Sta-Hi contó torpemente el dinero, más dinero del que había visto en toda su vida. Cuando la mujer le devolvió el cambio retuvo la mano del joven durante un momento.

—Feliz aterrizaje, señor De Mentis. Y gracias por el almuerzo.

—¿Cómo te lo montaste? —preguntó Cobb mientras caminaban por el pasillo de embarque.

La señal de que faltaban diez minutos para el despegue había empezado a sonar.

—No lo sé —dijo Sta-Hi, y encendió un porro.

Oyeron pasos a sus espaldas. Un golpecito en el hombro de Sta-Hi. Se volvió y contempló la sonrisa burlona de Sta-Hi2, su doble robot.

¿A qué es una imitación cojonuda de tu cabeza?, parecía decir la sonrisa de Sta-Hi2 Guiñó el ojo a Cobb con familiaridad. Se habían conocido en el garaje de Mooney.

—Es un robot construido a tu imagen y semejanza —cuchicheó Cobb—. Yo tengo uno, también. Así nadie sabe que nos hemos ido.
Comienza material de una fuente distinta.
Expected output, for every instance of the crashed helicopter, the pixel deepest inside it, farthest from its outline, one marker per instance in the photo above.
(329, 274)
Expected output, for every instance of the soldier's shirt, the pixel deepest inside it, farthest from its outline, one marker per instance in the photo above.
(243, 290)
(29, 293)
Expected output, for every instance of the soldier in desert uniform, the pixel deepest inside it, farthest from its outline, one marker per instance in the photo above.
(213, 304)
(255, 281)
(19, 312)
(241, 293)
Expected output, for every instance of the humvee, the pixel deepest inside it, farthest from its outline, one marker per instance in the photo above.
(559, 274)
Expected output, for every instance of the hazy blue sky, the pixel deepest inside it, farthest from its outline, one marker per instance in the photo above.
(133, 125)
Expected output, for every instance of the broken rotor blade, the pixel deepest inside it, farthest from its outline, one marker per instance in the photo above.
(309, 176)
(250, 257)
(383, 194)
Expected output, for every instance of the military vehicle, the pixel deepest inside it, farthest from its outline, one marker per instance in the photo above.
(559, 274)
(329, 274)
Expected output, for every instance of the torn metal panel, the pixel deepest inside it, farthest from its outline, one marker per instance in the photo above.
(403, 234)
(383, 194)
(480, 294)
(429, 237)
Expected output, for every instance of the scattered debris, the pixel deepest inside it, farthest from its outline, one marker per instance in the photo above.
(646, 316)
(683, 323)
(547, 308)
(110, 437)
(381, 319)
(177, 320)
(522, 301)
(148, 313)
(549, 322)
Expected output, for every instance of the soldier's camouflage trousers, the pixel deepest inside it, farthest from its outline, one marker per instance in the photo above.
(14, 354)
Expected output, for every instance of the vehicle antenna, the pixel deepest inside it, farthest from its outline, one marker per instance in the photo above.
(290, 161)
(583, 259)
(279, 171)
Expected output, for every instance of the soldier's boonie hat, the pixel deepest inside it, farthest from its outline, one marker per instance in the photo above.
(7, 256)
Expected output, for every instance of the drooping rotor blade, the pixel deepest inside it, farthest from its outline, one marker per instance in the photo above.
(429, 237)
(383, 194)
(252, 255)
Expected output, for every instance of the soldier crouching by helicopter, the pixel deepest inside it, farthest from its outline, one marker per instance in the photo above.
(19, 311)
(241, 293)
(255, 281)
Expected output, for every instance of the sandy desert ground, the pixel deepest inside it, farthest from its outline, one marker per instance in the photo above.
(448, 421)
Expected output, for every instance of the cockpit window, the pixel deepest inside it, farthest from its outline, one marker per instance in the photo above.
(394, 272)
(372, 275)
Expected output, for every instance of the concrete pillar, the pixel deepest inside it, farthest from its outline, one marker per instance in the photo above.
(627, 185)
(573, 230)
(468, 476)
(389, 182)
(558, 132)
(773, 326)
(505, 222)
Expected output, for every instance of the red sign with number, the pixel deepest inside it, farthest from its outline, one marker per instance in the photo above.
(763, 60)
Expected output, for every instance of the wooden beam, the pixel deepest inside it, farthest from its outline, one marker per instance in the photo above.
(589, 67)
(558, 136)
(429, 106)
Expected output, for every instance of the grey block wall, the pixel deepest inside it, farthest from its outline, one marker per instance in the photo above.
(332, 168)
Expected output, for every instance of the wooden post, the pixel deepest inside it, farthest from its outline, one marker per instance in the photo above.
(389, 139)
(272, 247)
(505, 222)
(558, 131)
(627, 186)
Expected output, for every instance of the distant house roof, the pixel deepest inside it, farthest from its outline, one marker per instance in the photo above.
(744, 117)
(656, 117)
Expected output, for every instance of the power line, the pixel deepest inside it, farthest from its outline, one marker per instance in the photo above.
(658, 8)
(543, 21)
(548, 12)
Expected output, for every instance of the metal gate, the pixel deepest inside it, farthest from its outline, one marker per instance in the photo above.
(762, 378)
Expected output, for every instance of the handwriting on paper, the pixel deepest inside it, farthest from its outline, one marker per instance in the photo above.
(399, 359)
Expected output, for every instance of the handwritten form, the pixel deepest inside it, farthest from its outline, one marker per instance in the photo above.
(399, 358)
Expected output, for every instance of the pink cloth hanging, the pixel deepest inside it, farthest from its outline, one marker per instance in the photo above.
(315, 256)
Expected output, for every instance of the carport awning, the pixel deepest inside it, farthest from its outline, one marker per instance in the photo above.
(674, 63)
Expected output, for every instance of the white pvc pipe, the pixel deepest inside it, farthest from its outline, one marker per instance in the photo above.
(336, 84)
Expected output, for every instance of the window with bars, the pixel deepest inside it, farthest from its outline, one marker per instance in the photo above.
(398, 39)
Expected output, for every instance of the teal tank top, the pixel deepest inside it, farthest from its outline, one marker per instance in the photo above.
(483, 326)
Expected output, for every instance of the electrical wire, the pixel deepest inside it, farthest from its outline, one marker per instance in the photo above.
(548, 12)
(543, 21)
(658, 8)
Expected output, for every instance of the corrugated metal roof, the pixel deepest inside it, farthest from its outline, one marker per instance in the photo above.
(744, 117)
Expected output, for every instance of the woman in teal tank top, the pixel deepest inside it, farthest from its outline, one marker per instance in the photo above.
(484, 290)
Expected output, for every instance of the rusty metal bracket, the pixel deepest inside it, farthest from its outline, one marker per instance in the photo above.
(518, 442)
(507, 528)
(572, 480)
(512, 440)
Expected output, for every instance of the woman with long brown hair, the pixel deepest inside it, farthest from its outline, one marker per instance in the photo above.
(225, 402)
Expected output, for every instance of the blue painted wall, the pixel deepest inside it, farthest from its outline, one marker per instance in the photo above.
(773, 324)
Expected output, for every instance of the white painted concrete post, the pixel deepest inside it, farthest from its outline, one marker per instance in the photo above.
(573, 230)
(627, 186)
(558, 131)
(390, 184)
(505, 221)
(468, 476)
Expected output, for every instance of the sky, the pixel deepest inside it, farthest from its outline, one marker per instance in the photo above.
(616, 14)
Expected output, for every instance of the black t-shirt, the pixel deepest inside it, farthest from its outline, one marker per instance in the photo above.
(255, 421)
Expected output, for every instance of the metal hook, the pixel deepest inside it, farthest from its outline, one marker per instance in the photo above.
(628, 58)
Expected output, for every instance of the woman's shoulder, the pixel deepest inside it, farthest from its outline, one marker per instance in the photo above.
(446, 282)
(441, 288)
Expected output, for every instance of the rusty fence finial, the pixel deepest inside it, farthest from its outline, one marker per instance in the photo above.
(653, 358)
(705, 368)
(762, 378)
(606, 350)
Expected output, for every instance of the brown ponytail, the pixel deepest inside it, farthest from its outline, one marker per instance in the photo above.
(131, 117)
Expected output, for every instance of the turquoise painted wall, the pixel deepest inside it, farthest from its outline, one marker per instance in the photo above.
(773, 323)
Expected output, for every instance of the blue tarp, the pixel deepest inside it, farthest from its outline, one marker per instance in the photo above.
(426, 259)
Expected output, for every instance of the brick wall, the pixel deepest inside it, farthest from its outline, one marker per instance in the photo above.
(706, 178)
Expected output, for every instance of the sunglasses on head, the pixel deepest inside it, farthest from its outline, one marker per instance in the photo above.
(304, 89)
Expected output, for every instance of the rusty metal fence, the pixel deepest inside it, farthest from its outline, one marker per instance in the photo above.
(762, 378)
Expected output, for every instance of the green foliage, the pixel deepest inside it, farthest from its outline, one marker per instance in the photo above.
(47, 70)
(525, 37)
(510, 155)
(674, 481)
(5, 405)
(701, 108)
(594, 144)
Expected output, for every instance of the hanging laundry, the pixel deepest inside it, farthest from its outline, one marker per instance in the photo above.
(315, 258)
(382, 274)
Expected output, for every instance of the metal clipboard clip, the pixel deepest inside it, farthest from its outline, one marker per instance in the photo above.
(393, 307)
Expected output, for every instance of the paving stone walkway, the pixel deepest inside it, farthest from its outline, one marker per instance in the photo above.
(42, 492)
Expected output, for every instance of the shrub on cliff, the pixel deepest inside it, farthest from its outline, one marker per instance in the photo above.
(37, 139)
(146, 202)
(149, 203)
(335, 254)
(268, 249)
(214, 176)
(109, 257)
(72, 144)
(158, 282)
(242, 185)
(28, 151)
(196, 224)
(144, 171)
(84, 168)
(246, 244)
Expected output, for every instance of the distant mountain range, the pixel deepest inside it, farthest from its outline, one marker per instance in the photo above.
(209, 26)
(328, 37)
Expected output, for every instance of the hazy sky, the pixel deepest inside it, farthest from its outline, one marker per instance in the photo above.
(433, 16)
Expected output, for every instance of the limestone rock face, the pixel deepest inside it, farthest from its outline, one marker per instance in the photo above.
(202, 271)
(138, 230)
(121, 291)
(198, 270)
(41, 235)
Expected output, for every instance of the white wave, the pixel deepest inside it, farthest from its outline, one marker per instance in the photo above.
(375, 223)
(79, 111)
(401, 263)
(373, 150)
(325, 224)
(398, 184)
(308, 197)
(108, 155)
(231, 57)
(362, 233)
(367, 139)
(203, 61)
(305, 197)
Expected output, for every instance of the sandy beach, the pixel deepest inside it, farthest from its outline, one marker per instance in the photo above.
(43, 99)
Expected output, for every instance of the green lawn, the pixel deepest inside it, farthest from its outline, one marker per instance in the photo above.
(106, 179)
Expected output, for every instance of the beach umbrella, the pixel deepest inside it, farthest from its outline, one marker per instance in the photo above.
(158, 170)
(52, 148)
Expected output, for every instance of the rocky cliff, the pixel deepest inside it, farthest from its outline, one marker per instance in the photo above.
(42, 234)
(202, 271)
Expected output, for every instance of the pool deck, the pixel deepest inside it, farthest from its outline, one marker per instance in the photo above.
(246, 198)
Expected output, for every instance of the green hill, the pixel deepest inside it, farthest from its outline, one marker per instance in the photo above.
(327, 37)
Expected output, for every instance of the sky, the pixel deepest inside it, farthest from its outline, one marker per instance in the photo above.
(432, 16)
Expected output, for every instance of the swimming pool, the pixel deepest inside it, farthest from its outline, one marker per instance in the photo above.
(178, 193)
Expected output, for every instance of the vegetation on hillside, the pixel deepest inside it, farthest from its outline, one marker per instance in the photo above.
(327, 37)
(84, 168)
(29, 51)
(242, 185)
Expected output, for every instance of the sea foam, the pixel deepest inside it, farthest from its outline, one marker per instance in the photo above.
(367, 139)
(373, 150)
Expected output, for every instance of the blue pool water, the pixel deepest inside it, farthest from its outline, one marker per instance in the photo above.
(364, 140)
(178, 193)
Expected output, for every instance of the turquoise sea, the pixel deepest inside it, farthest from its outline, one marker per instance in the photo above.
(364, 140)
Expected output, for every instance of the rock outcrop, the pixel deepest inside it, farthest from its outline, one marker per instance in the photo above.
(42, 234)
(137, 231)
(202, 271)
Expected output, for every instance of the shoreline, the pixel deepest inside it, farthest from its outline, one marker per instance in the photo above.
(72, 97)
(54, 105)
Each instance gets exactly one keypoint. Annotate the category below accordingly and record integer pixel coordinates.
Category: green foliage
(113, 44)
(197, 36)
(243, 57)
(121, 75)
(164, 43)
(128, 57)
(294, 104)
—Pero ¿por qué? —Sta-Hi quería saber, pero no se lo iban a decir. Aspiró una bocanada del porro y echó el humo sobre su gemelo—. ¿Quieres… quieres una calada?

—No, gracias —dijo Sta-Hi2—. Estoy en lo mejor de la vida. —Dibujó una ancha y maliciosa sonrisa—. No le digas a nadie en la Luna el nombre auténtico del viejo. Hay algunos robots llamados cavadores que se la tienen jurada.

Se volvió como si fuera a marcharse.

—Espera —pidió Sta-Hi—. ¿Qué vas a hacer ahora? Quiero decir, mientras yo esté ausente.

—¿Qué voy a hacer? —dijo Sta-Hi2 pensativamente—. Oh, holgazanearé por tu casa como un buen hijo. Cuando regreses desapareceré y podrás hacer lo que quieras. Es posible que se te haga extensivo el trato sobre la inmortalidad.

Sonó el aviso de que faltaban dos minutos. Unos pocos rezagados pasaron corriendo.

—¡Vamos! —gritó Cobb—, casi no queda tiempo.

Agarró a Sta-Hi por un brazo y lo arrastró hacia la rampa. Sta-Hi2 observó su partida. Sonreía como un cocodrilo.